In people with dementia, the odds of ADL disability were almost five-fold compared to people with three other diseases but no dementia. Among those with dementia, comorbidities did not increase ADL disability but did increase mobility disability. Differences in disability between people with and without dementia were greater in 2010 and 2018 than in 2001.
We found a widening gap in disability between people with and without dementia over time as functional ability improved mainly in people without dementia. Dementia was the main driver of disability and among those with dementia, comorbidities were associated with mobility disability but not with ADL disability. These results imply the need for strategies to maintain functioning and for clinical updates, rehabilitative services, care planning, and capacity building among care providers.
痴呆症、多种疾病和残疾给最年长的老年人带来了沉重负担。然而,痴呆症和合并症对该年龄段人群的功能能力的影响仍不清楚。我们研究了痴呆症和合并症对 ADL 和移动性残疾的综合影响,并比较了 2001 年、2010 年和 2018 年之间与痴呆症相关的残疾之间的差异。

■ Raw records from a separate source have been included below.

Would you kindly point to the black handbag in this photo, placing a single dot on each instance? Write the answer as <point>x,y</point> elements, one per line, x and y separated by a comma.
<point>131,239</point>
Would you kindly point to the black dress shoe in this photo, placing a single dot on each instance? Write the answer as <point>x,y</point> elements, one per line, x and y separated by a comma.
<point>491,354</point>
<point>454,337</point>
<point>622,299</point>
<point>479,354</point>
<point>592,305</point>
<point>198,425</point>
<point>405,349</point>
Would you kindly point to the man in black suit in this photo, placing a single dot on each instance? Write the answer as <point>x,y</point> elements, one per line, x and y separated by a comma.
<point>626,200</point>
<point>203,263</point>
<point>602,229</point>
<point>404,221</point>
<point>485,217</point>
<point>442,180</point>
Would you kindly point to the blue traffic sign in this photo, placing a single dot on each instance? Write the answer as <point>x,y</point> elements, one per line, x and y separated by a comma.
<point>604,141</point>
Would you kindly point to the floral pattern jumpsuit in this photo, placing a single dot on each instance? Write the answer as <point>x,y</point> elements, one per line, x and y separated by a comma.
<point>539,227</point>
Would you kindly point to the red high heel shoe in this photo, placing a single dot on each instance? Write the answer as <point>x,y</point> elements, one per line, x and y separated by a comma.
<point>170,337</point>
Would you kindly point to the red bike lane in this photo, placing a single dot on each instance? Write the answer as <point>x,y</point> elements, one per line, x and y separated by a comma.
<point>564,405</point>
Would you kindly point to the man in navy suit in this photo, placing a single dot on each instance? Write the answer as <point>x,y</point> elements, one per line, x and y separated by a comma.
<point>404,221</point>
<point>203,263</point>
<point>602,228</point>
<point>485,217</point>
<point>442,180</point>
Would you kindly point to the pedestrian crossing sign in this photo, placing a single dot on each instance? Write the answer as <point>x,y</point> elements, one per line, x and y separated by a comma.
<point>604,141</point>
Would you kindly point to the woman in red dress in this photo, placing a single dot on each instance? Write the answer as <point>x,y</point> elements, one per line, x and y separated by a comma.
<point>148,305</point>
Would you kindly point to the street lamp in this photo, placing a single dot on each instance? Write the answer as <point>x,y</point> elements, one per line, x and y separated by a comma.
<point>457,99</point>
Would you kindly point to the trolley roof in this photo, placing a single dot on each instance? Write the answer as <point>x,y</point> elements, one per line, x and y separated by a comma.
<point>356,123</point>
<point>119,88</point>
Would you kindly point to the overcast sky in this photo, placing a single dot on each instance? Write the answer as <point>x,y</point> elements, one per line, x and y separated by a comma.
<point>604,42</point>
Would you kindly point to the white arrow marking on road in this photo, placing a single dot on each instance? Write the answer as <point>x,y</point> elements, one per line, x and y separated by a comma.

我们的数据来自芬兰活力 90+研究中 90 岁以上人群的三次重复横断面调查。通过广义估计方程确定痴呆症与残疾的关联以及痴呆症和合并症对残疾的综合影响,调整了年龄、性别、职业阶层、慢性疾病数量和研究年份。计算了一个交互项,以评估痴呆症对残疾的影响随时间的变化。
在患有痴呆症的人群中,与患有其他三种疾病但没有痴呆症的人群相比,ADL 残疾的几率几乎是五倍。在患有痴呆症的人群中,合并症不会增加 ADL 残疾,但会增加移动性残疾。与没有痴呆症的人群相比,患有痴呆症的人群的残疾差异在 2010 年和 2018 年比 2001 年更大。
我们发现,随着功能能力的提高,患有痴呆症和没有痴呆症的人群之间的残疾差距越来越大,而没有痴呆症的人群的功能能力主要提高。痴呆症是残疾的主要驱动因素,而在患有痴呆症的人群中,合并症与移动性残疾相关,而与 ADL 残疾无关。这些结果表明,需要制定策略来维持功能,为护理人员提供临床更新、康复服务、护理计划和能力建设。